CI Status	🟡 At time checked: 15 successful, 12 in progress, 3 skipped; no failures observed.
Functional Verification	✅ Before/after runtime introspection showed the new warnings are present and behavior is unchanged.

Functional Verification

Test 1: Documentation warning appears for the actual SDK objects while lock behavior remains unchanged

Step 1 — Establish baseline without the PR:
Checked out origin/main and ran a Python script that imported FIFOLock and LocalConversation, demonstrated same-event-loop-thread reentry while a lock holder was suspended across await, and inspected the runtime doc/source text exposed by Python introspection:

git checkout origin/main >/tmp/qa_checkout_base.log 2>&1 && uv run python - <<'PY'
import asyncio, inspect, subprocess
from openhands.sdk.conversation.fifo_lock import FIFOLock
from openhands.sdk.conversation.impl.local_conversation import LocalConversation
# creates one holder coroutine and one contender coroutine sharing one FIFOLock
# then prints import status, observed lock events, and whether the new warnings exist
PY

Output excerpt:

commit=5c11fece
import_ok=FIFOLock,LocalConversation
runtime_reentry_events=holder acquired | contender acquired while holder awaited | holder releasing
fifolock_doc_asyncio_warning_present=False
arun_lock_across_await_warning_present=False

This confirms the invariant the PR describes is real: another coroutine on the same event-loop thread can acquire the thread-reentrant lock while the holder is suspended. It also establishes the baseline documentation gap: neither warning was present on main.

Step 2 — Apply the PR's changes:
Checked out docs/fifolock-await-invariant and reset to the PR commit 830ed2909e2cad7f4fa5e63efb040bf0e8f8b12f.

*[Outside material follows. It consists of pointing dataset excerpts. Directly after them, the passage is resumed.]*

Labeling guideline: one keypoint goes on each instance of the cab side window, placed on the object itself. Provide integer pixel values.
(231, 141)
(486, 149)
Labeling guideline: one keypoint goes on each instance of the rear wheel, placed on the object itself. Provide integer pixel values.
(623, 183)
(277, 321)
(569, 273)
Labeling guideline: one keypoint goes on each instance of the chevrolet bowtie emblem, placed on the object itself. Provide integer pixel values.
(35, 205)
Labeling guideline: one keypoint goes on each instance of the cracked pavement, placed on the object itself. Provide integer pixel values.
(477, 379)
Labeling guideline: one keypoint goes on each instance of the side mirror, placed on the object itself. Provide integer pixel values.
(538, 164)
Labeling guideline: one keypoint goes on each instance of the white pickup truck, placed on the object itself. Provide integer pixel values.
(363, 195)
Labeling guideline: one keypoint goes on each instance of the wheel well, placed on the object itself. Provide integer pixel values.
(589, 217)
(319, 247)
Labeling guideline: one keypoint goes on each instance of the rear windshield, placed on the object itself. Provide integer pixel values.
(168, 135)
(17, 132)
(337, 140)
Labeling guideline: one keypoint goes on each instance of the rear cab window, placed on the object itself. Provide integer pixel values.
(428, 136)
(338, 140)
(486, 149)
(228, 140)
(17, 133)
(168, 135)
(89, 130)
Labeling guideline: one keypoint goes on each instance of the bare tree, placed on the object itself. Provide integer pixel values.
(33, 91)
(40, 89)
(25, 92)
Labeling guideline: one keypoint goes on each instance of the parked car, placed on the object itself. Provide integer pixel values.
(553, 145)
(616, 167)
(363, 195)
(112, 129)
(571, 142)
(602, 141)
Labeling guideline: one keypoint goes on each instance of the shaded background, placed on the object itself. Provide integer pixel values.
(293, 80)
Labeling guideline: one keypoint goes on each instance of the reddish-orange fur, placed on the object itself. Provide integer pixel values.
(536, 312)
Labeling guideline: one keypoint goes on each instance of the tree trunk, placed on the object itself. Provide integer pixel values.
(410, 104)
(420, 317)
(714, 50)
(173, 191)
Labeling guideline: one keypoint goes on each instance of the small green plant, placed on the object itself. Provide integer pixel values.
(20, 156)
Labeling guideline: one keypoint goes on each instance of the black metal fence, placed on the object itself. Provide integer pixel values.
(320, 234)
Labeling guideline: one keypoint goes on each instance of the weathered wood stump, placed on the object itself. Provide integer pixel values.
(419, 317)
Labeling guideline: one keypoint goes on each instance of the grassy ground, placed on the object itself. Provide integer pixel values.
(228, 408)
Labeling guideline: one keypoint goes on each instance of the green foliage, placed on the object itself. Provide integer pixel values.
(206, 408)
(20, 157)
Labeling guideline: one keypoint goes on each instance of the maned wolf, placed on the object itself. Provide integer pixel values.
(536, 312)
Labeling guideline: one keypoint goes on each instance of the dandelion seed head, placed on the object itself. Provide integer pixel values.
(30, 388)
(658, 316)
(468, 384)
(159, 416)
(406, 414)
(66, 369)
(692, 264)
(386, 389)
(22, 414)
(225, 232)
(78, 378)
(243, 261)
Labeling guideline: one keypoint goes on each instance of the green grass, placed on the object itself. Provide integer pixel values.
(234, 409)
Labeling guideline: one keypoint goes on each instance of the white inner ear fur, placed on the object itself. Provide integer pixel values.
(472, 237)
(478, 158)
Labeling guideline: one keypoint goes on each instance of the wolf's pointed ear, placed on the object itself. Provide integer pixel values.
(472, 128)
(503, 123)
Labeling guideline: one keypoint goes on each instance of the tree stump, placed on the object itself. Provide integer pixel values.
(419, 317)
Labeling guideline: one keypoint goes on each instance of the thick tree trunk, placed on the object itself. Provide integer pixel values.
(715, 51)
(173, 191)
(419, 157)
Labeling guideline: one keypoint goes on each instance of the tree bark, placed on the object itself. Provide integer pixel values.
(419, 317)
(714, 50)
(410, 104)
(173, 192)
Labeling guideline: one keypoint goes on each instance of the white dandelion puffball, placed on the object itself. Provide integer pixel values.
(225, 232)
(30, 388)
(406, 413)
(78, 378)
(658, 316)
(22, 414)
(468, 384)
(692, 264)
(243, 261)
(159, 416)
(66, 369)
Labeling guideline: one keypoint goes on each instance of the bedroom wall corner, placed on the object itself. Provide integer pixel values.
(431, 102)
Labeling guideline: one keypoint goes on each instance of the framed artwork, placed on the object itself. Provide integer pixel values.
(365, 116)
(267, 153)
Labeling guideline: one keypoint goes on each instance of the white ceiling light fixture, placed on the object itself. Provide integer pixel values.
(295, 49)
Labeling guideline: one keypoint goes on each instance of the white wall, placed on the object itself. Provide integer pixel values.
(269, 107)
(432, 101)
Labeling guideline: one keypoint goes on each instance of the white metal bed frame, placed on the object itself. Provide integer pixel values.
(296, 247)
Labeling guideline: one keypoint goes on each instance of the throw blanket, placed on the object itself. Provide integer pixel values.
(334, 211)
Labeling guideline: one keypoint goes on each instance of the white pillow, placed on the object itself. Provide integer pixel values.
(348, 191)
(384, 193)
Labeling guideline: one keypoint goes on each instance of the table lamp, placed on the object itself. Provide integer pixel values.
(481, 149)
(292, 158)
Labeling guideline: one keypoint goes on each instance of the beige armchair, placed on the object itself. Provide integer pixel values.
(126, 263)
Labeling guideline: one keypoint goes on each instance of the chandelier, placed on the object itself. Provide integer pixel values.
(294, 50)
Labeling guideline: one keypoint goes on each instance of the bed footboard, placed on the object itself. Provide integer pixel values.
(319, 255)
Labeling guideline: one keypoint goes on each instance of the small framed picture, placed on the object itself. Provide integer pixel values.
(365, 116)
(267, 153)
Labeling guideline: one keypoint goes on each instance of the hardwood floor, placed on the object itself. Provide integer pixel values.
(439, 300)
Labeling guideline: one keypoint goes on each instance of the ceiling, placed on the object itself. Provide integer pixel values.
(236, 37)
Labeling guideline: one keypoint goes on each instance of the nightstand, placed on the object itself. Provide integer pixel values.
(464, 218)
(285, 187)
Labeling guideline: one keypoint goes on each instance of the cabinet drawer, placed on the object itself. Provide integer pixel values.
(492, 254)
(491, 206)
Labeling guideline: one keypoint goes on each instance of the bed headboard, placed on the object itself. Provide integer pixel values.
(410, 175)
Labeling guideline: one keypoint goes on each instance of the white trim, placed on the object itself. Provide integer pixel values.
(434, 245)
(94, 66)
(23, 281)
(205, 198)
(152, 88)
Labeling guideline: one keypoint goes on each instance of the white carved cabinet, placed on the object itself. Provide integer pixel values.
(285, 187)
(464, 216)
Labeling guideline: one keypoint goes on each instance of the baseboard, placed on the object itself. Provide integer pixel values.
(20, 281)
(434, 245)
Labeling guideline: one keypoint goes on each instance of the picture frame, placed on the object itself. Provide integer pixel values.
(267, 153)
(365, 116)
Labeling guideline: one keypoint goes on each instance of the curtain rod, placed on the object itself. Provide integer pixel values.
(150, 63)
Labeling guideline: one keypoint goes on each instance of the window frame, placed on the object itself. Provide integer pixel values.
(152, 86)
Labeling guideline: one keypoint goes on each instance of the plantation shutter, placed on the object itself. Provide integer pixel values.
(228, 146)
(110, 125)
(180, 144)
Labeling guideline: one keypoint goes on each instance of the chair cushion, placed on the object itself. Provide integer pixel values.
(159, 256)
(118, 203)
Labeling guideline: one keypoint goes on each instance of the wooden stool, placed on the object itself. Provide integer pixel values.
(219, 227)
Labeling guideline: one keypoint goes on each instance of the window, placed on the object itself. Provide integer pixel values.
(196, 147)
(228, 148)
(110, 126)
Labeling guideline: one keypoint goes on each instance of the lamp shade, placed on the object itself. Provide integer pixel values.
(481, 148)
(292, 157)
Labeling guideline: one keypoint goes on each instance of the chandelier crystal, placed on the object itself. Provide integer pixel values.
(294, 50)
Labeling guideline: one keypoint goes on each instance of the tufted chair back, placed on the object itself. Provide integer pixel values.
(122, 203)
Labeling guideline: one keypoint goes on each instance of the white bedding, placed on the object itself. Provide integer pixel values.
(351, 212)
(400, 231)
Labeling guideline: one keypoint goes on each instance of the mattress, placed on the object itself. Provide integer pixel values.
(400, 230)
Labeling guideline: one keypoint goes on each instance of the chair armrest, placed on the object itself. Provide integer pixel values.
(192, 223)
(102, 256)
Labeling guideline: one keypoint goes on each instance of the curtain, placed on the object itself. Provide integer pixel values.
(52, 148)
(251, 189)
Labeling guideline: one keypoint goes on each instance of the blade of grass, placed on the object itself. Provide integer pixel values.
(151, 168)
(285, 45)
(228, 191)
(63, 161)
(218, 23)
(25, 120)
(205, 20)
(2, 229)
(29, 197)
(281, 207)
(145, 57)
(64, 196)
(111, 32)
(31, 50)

Step 3 — Re-run with the PR in place:
Ran the same SDK import/introspection/lock-behavior script:

git checkout docs/fifolock-await-invariant >/tmp/qa_checkout_pr.log 2>&1 && git reset --hard 830ed2909e2cad7f4fa5e63efb040bf0e8f8b12f >/tmp/qa_reset_pr.log 2>&1 && uv run python - <<'PY'
import asyncio, inspect, subprocess
from openhands.sdk.conversation.fifo_lock import FIFOLock
from openhands.sdk.conversation.impl.local_conversation import LocalConversation
# same script as baseline
PY

Output excerpt:

commit=830ed290
import_ok=FIFOLock,LocalConversation
runtime_reentry_events=holder acquired | contender acquired while holder awaited | holder releasing
fifolock_doc_asyncio_warning_present=True
arun_lock_across_await_warning_present=True

This shows the PR achieves its documentation goal: the FIFOLock asyncio/task warning and the arun() lock-across-await warning are now visible through the actual SDK source/doc objects. The identical runtime_reentry_events output also supports the PR's claim of no behavior change.

Issues Found

None.

This review was created by an AI agent (OpenHands) on behalf of the user.